Photo: Duc Anh
Falling prices and lower export quantities expected to continue into the future.
The rice price has continued to decline in the Mekong Delta according to the General Department of Processing and Trade for Agro-Forestry-Fisheries Products and Salt Production.
In An Giang province the price for unprocessed IR50404 rice fell from VND4,200 ($0.18) per kilogram to VND4,000 ($0.17) between July 11 and 15, while OM 2541 rice fell from VND4,600 ($0.20) to VND 4,500 ($0.201) and OM 2717 from VND4,800 ($0.21) to VND4,700 ($0.21).
In Vinh Long province during the week from July 10 to 16, the price of unprocessed IR50404 rice was around VND4,100 ($0.183) per kilogram and processed rice around VND4,800 ($0.21). In Kien Giang, small grain rice was sold for around VND5,300 ($0.23) per kilogram and long grain rice about VND5,600 ($0.25). The free-on-board (FOB) price for 5 per cent broken rice from the summer - autumn crop fell to $360 - $365 per ton.
The falling rice prices are due to rice importers waiting for similar falls in Thai rice prices. On July 25, Thailand’s Ministry of Commerce will open bidding for the sale of 3.7 million tonnes of rice to reduce its stockpile to 6 million tonnes.
About 2.18 million tonnes will be sold to rice exporters and 730,000 to domestic consumers, while low quality rice will be sold to companies for other purposes.
According to the Vietnam Food Association (VFA), the lull in the rice export market since February is expected to continue into the future. VFA has therefore decided to cut the 2016 rice export target to 5.65 million tonnes from 6.5 million.
In the first quarter the rice price increased thanks to contracts signed last year with Indonesia and Philippines. After that, however, the price began heading down. In April rice exports totaled 450,000 tonnes, down 30 per cent year-on-year, in May 400,000 tonnes, down 23 per cent, and in June 2.657 million tonnes, down 2 per cent.
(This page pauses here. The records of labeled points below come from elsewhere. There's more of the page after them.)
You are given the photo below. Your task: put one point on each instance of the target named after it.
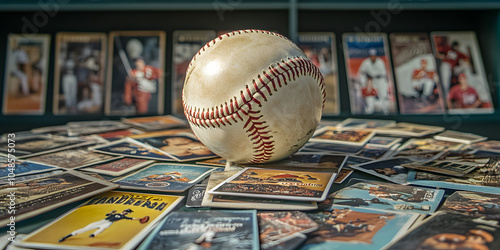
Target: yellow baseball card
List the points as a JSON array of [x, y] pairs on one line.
[[112, 220]]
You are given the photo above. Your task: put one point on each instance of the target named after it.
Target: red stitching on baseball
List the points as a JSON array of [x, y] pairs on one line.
[[277, 74]]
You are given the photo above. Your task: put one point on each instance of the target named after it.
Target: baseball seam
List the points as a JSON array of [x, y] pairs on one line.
[[245, 108]]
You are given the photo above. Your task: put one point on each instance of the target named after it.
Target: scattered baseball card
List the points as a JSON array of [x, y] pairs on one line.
[[489, 146], [79, 73], [211, 229], [460, 137], [26, 72], [195, 195], [454, 168], [460, 64], [484, 179], [122, 220], [131, 148], [357, 123], [277, 184], [419, 88], [72, 158], [38, 194], [154, 123], [279, 227], [320, 48], [241, 202], [180, 146], [390, 169], [479, 205], [135, 80], [450, 230], [185, 44], [408, 129], [340, 136], [32, 146], [120, 166], [20, 167], [369, 74], [167, 177], [356, 228], [383, 142], [388, 196]]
Major importers of Vietnamese rice have not showed any signs of importing more in the near future, especially traditional markets in Southeast Asia, VFA said.
At the end of June the national food authority in the Philippines said the country has sufficient rice to last from July to September, meaning it is in no hurry to import additional quantities. The largest rice importer of Vietnamese rice, China, which accounted for about 35 per cent of Vietnam’s total in the first half, is now buying less.
The Chinese Renminbi is also becoming weaker and this is an additional obstacle for Vietnamese rice exporters in selling rice to the country. Fortunately, though, rice demand in China is forecast to remain high.
The African market is the only bright spot for Vietnam’s rice exporters. In the first half of this year imports to the continent increased almost 11 per cent year-on-year.
The Ministry of Industry and Trade is planning to organize a conference on rice exports at the end of July to address the difficulties facing exporters.